Giving Compass' Take:

• Jonathan Butcher argues that school districts school look to clean up their budgets in order to increase teacher pay, rather than asking for more money from states. 

• How can districts best identify what spending to cut? Will the cuts be sufficient to raise teacher pay? 

• Find out how leadership support for administrators makes a difference for students


Data from around the country demonstrate that districts and schools have hired far more administrative, non-teaching employees over the past 30 years than teachers.

The number of non-instructional administrators and staff has increased by nearly 50 percent since 1992, while the number of students has only increased by 17 percent and the number of teachers by 32 percent.

Some of these administrators make significantly more than teachers. In Jefferson County, Kentucky (JCPS), the state’s largest district, a 2014 audit found 150 central office positions with salaries of $100,000 or more per year.

For comparison, Charlotte, North Carolina, a district similar in size to JCPS, has just 53 administrators with salaries greater than $100,000.

The average teacher salary in JCPS is $63,000.

In addition to Charlotte, Kentucky’s auditors compared JCPS to four other districts with similar enrollment, student demographics, and revenue and spending levels.

If JCPS reduced its administrative spending ($119 million annually) to the average of these 5 districts ($108 million), JCPS would be able to use the $11 million difference to increase all of the salaries for the district’s 6,000 teachers by $1,800 or provide targeted bonuses to higher performing teachers.
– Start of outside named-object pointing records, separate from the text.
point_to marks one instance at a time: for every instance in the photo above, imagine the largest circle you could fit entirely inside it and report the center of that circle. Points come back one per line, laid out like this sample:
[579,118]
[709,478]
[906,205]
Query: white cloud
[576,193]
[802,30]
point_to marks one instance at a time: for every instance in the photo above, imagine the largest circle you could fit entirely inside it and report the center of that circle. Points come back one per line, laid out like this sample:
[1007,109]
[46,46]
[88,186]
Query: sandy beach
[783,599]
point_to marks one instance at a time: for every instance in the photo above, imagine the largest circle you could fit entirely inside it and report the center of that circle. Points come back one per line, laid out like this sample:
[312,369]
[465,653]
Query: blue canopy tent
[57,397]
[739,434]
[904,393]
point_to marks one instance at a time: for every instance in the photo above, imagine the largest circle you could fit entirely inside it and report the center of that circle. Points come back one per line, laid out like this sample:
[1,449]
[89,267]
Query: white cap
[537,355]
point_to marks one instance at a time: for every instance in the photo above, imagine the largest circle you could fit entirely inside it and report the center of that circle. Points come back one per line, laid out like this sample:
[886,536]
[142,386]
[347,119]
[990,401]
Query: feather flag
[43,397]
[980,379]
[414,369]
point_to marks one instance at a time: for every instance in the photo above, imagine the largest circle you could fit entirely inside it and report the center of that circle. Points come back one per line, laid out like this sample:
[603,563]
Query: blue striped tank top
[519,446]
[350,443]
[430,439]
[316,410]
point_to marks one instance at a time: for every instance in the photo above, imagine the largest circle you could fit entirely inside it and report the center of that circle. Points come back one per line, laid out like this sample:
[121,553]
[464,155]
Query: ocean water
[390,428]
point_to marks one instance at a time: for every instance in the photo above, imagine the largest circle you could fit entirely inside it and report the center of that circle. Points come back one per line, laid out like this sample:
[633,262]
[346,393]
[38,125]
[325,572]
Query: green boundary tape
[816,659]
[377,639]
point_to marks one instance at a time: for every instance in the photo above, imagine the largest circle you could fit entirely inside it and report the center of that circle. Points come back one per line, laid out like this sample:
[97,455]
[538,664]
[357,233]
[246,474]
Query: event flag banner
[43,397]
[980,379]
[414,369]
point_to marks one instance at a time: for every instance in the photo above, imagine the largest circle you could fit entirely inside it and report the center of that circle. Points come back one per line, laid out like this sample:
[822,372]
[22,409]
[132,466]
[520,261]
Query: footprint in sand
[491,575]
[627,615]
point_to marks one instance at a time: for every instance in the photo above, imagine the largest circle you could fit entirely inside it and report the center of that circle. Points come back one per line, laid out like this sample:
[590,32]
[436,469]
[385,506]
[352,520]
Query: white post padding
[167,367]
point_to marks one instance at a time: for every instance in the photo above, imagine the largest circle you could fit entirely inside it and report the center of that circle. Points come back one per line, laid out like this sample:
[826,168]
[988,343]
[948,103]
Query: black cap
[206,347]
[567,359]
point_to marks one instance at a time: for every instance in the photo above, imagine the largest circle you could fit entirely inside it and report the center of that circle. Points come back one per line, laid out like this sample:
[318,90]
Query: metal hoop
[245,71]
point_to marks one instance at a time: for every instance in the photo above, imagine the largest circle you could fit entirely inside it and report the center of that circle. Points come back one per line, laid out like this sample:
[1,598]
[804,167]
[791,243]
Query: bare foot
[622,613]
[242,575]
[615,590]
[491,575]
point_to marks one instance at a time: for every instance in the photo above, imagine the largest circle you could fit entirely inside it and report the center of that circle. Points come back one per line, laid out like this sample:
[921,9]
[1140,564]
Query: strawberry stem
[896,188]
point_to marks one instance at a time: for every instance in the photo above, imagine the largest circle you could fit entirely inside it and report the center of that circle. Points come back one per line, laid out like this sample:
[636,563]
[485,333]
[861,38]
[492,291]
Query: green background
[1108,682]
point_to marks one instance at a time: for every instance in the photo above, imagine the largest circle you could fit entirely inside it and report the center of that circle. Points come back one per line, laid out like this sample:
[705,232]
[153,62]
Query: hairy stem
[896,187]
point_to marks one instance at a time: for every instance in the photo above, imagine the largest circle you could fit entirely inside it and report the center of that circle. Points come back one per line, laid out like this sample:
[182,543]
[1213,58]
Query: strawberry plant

Of all school district administrators, superintendents make eye-popping salaries in some cases. In Kentucky, the superintendent of Fayette County schools makes more than $266,000, four-and-a-half times the salary of the average district teacher. In Scott, Newport, and four other counties, the superintendents make almost four times the average teacher in those districts.

More school closures due to administrator and teacher strikes may be on the horizon for the 2018–2019 school year. Parents, taxpayers, and lawmakers affected by the strikes should consider the poor school district budgeting practices of other states as school personnel demand more money from the state general fund.

In every region of the U.S., there are districts with excess administrative spending, vacant buildings supported by taxpayer resources, fraud, and theft—all of which reduce the amount of spending available for teacher salaries and student learning. State lawmakers should require school districts to clean up the books before policymakers look for ways to spend more from the budget on K–12 district schools.